По возвращении во Францию, Мармон получил от Первого консула должность главного инспектора артиллерии. «Взлет Мармона за столь короткий срок, - пишет Хэдли, - был поистине феерическим. И этим он был прежде всего обязан дружбе и близости к Наполеону. Правда, столь быстрое восхождение выявило в Мармоне одну отрицательную черту: зависть начинает овладевать им, что порой сказывалось на взаимоотношениях с другими людьми и взглядах на них» 18 . Подмечено совершенно верно, и особенно эта черта проявилась в 1804 году, когда Наполеон, став императором, присвоил 18 генералам звание маршала Франции. Правда, Мармон не попал в этот список, чем был одновременно и обижен и удивлен. Он никак не ожидал, что, будучи близким другом Наполеона с времен их юности, он, Мармон, окажется за бортом. Его обида вскоре переросла в зависть и даже в неприязнь к тем военачальника, которые получили это высокое звание первыми. Правда, Мармона несколько утешала мысль, что и ему, возможно, улыбнется счастье в этом мире. Правда, зависть от этого не убавлялась. Особенно сильной была ревность Мармона к Бессьеру, который, по его мнению, совершенно не заслужил маршальский жезл. По этому поводу Рональд Делдерфилд пишет: «Еще одним сюрпризом стало выдвижение бывшего цирюльника Бессьера, который когда-то защищал в Париже Бурбонов от мятежной толпы. Видимо, в натуре Бессьера было заложено нечто чарующее, поскольку, хоть он и не сделал ничего особенно значительного за все эти годы, Наполеон считал его одним из своих ближайших друзей, и тот платил императору неизменной верностью. Мармон, который не был произведен в маршалы в числе первых, жестоко ревновал к Бессьеру (как, впрочем, и ко всем остальным) и резко высказывался против его кандидатуры. Однако в конце концов то предпочтение, которое Наполеон сделал в отношении Бессьера, оказалось оправданным. Бессьер отдал жизнь за человека, предложившего ему свою дружбу, а имя Мармона стало во Франции синонимом слова «предатель» 19 .

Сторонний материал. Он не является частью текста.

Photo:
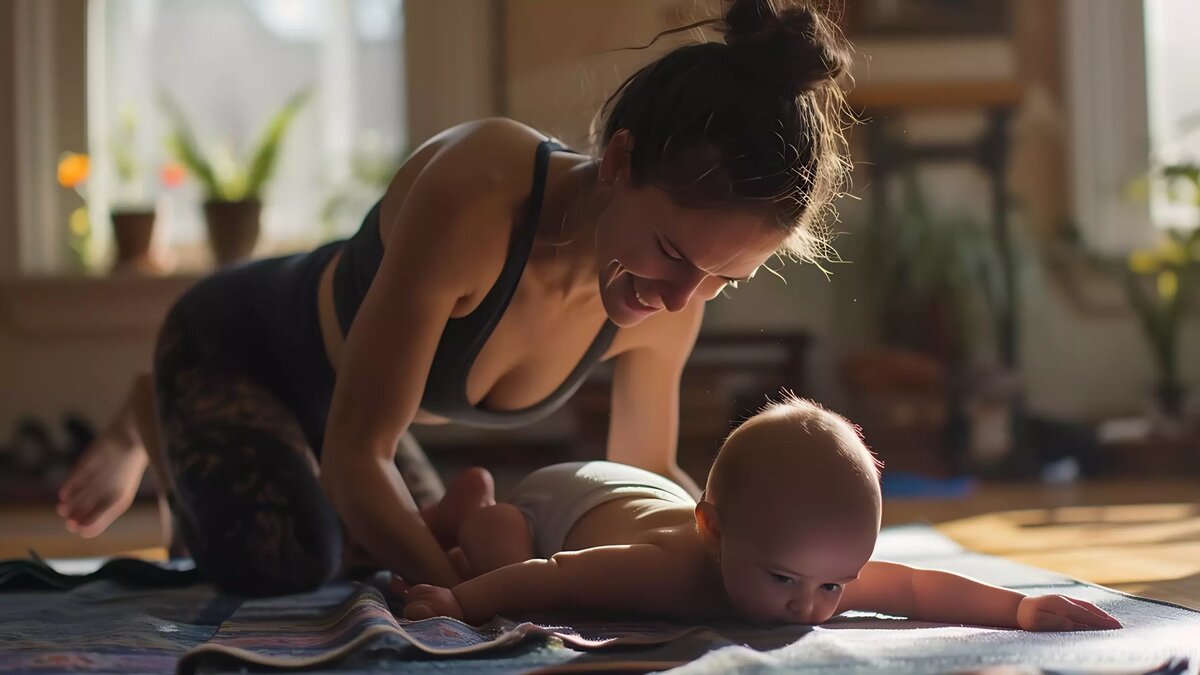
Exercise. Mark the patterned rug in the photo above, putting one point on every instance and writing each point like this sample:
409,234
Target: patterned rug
111,621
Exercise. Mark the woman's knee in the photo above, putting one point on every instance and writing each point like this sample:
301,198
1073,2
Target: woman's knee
253,514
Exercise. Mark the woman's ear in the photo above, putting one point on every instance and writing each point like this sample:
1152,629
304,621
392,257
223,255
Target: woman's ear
708,524
615,165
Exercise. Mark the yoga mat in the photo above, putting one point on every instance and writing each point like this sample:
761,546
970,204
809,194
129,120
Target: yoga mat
106,625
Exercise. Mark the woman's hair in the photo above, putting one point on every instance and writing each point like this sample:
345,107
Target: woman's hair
755,120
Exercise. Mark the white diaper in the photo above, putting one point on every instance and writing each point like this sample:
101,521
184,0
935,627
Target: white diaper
553,499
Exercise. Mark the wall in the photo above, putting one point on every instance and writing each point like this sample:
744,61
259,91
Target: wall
1077,364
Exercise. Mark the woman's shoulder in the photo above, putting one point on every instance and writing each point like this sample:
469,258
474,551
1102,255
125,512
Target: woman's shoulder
486,142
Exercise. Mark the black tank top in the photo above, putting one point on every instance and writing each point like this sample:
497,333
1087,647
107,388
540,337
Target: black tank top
445,389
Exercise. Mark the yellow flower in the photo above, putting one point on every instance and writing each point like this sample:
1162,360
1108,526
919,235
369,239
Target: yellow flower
1145,262
73,169
1168,285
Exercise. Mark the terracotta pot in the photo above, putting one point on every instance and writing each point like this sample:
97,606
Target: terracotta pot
1170,398
233,228
132,232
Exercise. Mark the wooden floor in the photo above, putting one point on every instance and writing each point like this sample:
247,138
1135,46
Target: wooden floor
1140,537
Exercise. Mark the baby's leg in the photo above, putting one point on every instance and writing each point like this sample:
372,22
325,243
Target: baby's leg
495,537
467,494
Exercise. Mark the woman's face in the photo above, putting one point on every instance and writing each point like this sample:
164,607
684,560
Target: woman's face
655,255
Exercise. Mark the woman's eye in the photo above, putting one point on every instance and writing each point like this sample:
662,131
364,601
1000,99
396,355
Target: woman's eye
666,252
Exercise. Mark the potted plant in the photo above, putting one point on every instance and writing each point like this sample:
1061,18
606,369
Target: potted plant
72,173
1161,282
232,192
133,211
936,287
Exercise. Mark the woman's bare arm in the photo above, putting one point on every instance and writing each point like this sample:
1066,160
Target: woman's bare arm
643,430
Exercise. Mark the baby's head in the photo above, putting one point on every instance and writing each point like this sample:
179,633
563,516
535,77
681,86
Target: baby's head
791,512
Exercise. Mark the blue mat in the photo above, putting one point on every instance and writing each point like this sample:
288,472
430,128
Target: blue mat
108,623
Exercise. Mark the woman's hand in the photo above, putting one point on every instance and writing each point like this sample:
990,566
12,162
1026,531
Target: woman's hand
426,602
1060,613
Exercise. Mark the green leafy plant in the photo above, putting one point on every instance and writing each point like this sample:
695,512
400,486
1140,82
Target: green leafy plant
939,280
227,181
1161,282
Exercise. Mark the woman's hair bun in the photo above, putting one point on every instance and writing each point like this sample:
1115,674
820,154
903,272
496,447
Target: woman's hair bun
787,42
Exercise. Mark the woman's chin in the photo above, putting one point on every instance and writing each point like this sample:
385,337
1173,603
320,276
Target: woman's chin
621,314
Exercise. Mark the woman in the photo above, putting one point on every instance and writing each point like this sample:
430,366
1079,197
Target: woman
283,386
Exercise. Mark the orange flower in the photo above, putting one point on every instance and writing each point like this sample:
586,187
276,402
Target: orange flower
73,169
172,174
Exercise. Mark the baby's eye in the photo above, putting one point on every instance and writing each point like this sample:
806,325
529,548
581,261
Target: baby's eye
669,254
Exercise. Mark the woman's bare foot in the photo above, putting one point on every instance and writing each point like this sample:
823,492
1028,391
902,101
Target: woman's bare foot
103,482
467,494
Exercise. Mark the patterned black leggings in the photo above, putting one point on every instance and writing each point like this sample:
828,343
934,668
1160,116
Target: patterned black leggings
246,496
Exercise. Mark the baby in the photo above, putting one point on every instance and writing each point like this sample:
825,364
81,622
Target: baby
784,533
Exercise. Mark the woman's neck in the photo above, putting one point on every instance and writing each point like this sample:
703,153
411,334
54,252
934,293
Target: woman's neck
565,250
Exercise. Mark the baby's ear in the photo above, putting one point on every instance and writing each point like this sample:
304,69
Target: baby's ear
708,524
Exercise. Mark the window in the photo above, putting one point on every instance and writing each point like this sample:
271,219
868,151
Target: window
1174,99
231,65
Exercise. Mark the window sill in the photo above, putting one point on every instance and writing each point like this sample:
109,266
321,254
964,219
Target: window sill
85,306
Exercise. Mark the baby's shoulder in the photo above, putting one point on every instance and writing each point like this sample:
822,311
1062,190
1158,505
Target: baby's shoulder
682,543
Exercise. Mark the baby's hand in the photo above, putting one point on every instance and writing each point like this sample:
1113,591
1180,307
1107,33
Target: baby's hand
426,602
1060,613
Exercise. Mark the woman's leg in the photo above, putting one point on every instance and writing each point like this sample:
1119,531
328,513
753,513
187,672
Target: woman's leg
243,479
105,479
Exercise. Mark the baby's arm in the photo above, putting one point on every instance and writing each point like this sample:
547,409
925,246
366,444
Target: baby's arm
928,595
642,577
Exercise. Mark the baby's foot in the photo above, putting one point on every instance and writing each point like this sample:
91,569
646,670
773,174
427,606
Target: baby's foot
102,483
471,491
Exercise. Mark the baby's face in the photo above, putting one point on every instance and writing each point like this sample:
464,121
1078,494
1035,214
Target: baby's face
793,577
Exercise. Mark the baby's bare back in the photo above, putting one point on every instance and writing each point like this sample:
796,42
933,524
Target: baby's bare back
691,587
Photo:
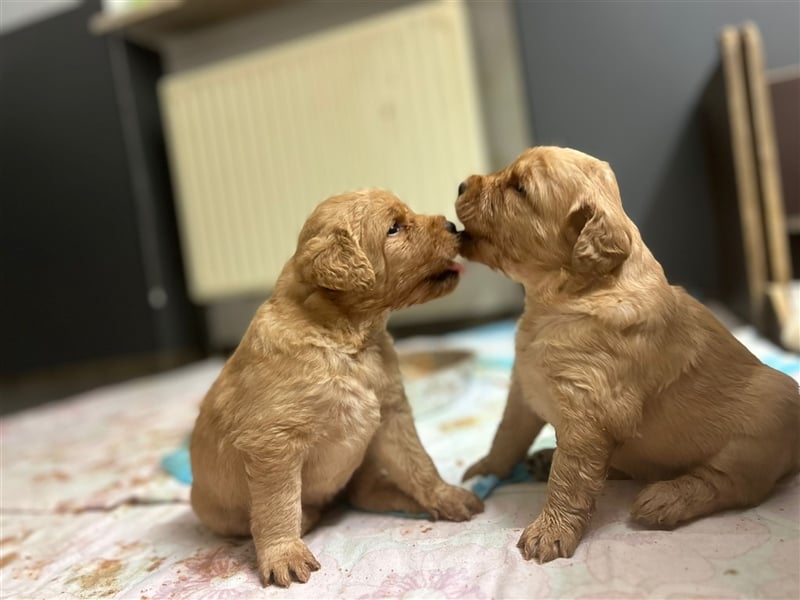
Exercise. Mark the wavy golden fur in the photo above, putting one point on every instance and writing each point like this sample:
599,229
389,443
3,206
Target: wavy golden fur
637,377
312,402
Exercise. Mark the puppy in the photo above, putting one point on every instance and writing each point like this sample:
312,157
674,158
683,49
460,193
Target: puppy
312,400
634,374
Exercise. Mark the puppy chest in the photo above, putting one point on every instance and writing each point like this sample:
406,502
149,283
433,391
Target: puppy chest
537,393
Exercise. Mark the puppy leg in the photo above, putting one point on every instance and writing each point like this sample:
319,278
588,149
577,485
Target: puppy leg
276,519
397,451
578,472
742,474
309,519
371,489
517,430
222,519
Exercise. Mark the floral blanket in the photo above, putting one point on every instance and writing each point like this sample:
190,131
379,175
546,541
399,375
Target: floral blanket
87,511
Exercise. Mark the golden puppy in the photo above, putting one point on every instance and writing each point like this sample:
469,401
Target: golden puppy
633,373
312,399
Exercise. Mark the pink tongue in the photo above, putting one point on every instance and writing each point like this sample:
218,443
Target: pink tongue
457,267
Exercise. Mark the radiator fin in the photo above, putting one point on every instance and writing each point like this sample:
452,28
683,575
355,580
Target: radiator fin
259,140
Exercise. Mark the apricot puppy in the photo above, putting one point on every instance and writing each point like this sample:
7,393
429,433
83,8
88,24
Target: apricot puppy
632,372
312,401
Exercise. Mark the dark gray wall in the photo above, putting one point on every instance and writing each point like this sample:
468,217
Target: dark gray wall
623,81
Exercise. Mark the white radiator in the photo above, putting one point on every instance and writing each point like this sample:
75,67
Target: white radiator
258,140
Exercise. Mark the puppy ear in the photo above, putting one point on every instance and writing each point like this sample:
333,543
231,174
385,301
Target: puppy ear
602,243
336,262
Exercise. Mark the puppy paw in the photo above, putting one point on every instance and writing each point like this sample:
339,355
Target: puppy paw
486,466
547,539
453,503
279,562
659,505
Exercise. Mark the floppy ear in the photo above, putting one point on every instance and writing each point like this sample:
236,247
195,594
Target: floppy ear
602,242
336,262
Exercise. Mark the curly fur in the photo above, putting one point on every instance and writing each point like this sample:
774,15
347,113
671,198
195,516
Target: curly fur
636,376
311,403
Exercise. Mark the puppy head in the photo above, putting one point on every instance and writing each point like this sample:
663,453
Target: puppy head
369,250
552,209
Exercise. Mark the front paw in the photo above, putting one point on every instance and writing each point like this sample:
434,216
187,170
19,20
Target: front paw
453,503
546,539
279,562
487,466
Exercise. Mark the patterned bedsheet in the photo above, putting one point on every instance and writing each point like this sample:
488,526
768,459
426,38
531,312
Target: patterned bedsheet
87,511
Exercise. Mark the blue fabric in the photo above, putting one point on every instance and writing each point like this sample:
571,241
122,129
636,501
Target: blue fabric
178,464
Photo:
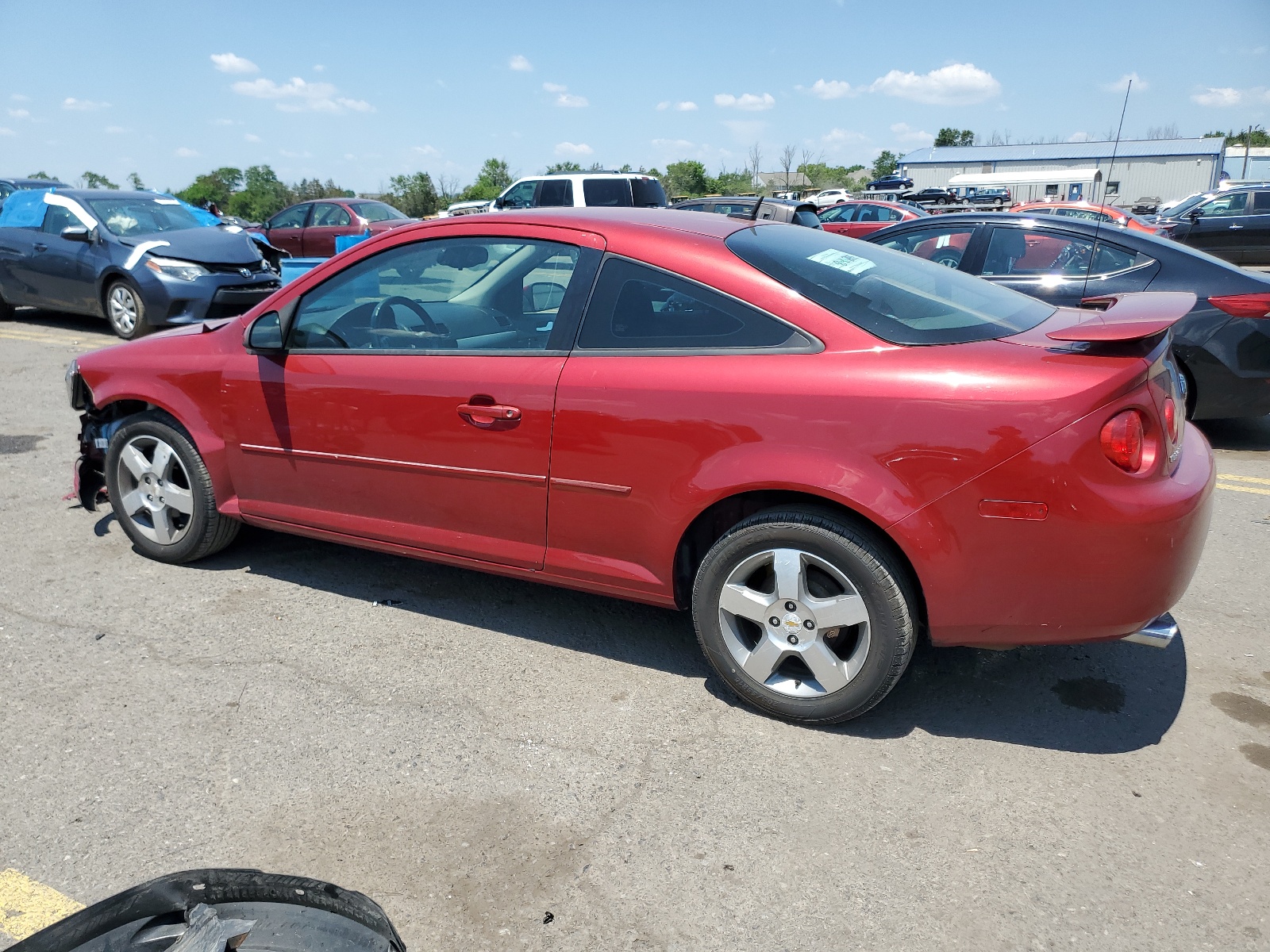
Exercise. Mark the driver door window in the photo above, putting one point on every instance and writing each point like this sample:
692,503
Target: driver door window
461,295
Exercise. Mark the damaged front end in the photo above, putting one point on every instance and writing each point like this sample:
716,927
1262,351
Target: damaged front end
97,427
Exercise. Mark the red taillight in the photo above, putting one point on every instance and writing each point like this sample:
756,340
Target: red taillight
1172,419
1244,305
1123,440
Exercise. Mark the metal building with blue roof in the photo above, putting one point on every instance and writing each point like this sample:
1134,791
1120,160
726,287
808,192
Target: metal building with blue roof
1166,168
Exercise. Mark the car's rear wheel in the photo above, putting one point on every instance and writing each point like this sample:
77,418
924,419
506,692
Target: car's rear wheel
162,493
804,616
126,311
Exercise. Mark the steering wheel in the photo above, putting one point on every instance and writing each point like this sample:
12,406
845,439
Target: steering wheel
383,319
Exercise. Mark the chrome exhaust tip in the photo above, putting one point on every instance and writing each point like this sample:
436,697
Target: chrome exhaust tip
1157,632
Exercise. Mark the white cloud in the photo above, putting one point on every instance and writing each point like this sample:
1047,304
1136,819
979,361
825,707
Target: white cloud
831,89
83,105
1121,86
746,101
956,84
229,63
1222,97
908,136
298,95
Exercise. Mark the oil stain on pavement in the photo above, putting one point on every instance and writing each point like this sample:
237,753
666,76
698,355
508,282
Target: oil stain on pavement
1091,695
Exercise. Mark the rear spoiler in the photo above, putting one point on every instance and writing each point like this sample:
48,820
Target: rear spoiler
1130,317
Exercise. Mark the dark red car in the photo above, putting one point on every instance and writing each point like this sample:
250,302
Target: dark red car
310,228
822,447
857,219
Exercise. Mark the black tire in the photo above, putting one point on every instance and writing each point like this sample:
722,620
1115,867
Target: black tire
125,310
879,651
197,535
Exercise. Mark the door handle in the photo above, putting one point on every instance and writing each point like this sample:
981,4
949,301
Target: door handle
487,414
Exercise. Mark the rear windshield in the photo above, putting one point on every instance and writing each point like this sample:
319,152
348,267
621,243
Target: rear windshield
376,211
888,294
143,216
607,192
648,194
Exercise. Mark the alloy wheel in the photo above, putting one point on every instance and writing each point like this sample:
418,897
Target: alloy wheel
156,488
124,309
794,622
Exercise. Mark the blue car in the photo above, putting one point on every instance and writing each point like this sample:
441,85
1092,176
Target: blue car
140,259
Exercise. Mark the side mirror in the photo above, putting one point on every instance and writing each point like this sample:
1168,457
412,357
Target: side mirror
264,333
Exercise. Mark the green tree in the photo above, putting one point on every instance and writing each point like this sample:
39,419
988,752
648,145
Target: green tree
884,164
413,194
262,196
93,181
954,137
317,188
686,178
216,187
493,178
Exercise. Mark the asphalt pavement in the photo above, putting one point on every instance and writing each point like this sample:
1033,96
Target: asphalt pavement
508,766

Кроме всего прочего, неудовольствие Мармона усугубляло то обстоятельство, что во время церемонии коронации в Соборе Парижской Богоматери 2 декабря 1804 года ему отвели место не рядом с другими генералами, а в рядах многочисленных представителей двора, высших государственных учреждений, дипломатического корпуса и делегаций крупнейших городов Франции как члену Государственного совета. Как замечает по этому поводу В. Шиканов, ему, Мармону, боевому генералу, «пришлось в чиновничьем мундире встать среди каких-то штатских «штафирок». Ничего хуже и представить себе невозможно!» 20

В кампании 1805 года против Третье антифранцузской коалиции европейских государств Мармон командует 2-м армейским корпусом Великой армии, однако за все время военных действий не снискал каких-либо значительных лавров, благодаря которым он смог бы выделиться среди таких же генералов, как и он.

После разгрома 3-й коалиции, Мармон был направлен Наполеоном управлять Штирией и Далмацией. Здесь он смог проявить свои организаторские и административные способности, и император в 1808 году отметил его усердие титулом герцога Рагузского. Однако, к огромному неудовольствию новоиспеченного герцога, заветного маршальского жезла Наполеон ему не дал. Это еще больше вызвало зависть и ненависть Мармона к другим маршалам.

Будучи большим поклонником искусства и особенно театра, герцог Рагузский образовал труппу, которая регулярно ставила спектакли и давала представления в Удине. Мармон по мере сил старался не пропускать эти спектакли, не говоря уже о премьерах. Ко всему прочему, он неплохо владел искусством игры на нежной виолончели 21 .

В войне против Австрии 1809 года, как и в кампании 1805 года, участие герцога Рагузского в боевых действиях было не столь уж активным. Несмотря на это, Наполеон, по словам В. Шиканова, «как-то недовольно буркнул: «Мармон, вы маневрировали, как устрица» (т.е. с той же степенью осмысленности и разума)» 22 .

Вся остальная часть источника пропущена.